It does this by wrapping Javas BigDecimal into a class with fancy fluent API.

Only one runtime dependency: checker-qual for @Nullable/@NonNull annotations.

Java 9 modules supported.

Prerequisites/Dependencies

This project requires Java >= 9.

Installing

Maven dependency:

<dependency>
  <groupId>com.github.honoluluhenk.fluent-bigdecimals</groupId>
  <artifactId>fluent-bigdecimals</artifactId>
  <version>x.y.z</version>
</dependency>

Current version: see GitHub releases or Maven Central

Basic Usage

fluent-bigdecimals requires you to only setup precision, rounding and scaling (a.k.a.: the Configuration) once.
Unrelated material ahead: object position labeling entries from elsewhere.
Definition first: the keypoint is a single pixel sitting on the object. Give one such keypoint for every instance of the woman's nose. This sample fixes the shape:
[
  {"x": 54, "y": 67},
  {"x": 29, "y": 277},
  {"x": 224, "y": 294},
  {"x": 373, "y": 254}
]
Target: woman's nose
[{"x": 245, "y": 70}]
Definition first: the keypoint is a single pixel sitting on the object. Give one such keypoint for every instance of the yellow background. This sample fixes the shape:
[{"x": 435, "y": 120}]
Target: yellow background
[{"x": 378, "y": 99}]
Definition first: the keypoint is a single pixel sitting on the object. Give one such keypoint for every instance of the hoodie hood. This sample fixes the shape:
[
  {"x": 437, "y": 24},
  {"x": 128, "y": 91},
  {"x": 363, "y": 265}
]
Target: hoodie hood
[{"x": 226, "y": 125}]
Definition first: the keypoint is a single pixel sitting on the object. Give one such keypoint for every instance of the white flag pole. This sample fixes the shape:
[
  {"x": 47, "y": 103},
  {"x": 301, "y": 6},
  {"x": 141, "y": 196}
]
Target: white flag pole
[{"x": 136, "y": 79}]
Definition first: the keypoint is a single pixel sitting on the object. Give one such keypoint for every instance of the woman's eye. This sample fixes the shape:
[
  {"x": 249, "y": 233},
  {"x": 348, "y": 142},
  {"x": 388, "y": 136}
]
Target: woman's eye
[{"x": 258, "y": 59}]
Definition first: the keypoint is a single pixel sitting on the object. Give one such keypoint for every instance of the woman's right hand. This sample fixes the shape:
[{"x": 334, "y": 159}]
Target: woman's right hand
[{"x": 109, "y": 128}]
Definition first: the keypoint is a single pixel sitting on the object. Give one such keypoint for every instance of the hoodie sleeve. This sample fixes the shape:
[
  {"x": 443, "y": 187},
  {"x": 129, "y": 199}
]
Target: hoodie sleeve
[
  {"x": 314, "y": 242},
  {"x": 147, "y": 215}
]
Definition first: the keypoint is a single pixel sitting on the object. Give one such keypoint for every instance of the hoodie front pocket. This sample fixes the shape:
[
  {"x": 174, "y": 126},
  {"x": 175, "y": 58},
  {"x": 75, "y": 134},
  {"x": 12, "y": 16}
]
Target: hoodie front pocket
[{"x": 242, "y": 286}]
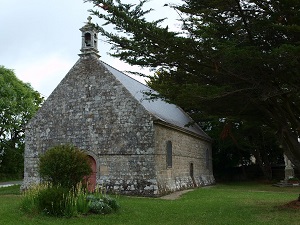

You can then re-use this configuration on all BigDecimal operations.

Step 1: Define your rounding/scaling configurations globally

public class MyMathUtil {
  private static final MathContext DEFAULT_MATH_CONTEXT = new MathContext(7, HALF_UP);

  // some custom configuration to your liking (here: just rounding when calling the operation but no scaling)
  public static final Configuration<FluentBigDecimal> DEFAULT = ConfigurationFactory
    .create(DEFAULT_MATH_CONTEXT, new NopScaler());

  // predefined: round/scale in a database compatible way.
  public static final BigDecimalFactory DATABASE = ConfigurationFactory.jpaBigDecimal();
}

Step 2: use these configurations

public class MyBusinessTest {

  @Test
  public void showcase() {

    // after each step: automatic rounding/scaling according to current configuration
    BigDecimal result = DEFAULT.of("12.3456789")
      .add("54.555555")
      // currently supports BigDecimal, String and other FluentBigDecimals on all implemented operations
      .multiply("42.23")
      .divide(new BigDecimal("555.5"))
      .subtract(DEFAULT.of("99"))
      // continue with other configuration
      .roundInto(DATABASE)
      .multiply("123.99999")
      .getValue();

    // return result;
    assertThat(result)
      .isEqualTo("-11644.84");
  }

  @Test
  public void usingFancyOperators() {
    // call your own operators (or BigDecimal operations not yet directly implemented by fluent-bigdecimals)
    FluentBigDecimal result = DEFAULT.of("12.3456789")
      .apply(this::myFancyOperation, 42);

    // operators returning other values thant BigDecimal
    int signum = DEFAULT.of("12.3456789")
      .map(BigDecimal::signum);
  }
}

Basics

Semantic versioning

In short: no breaking changes on minor or patch version upgrades.

See Semantic versioning

Nullability

All method arguments and return values are @NonNull if not explicitly stated otherwise (see param/method annotations).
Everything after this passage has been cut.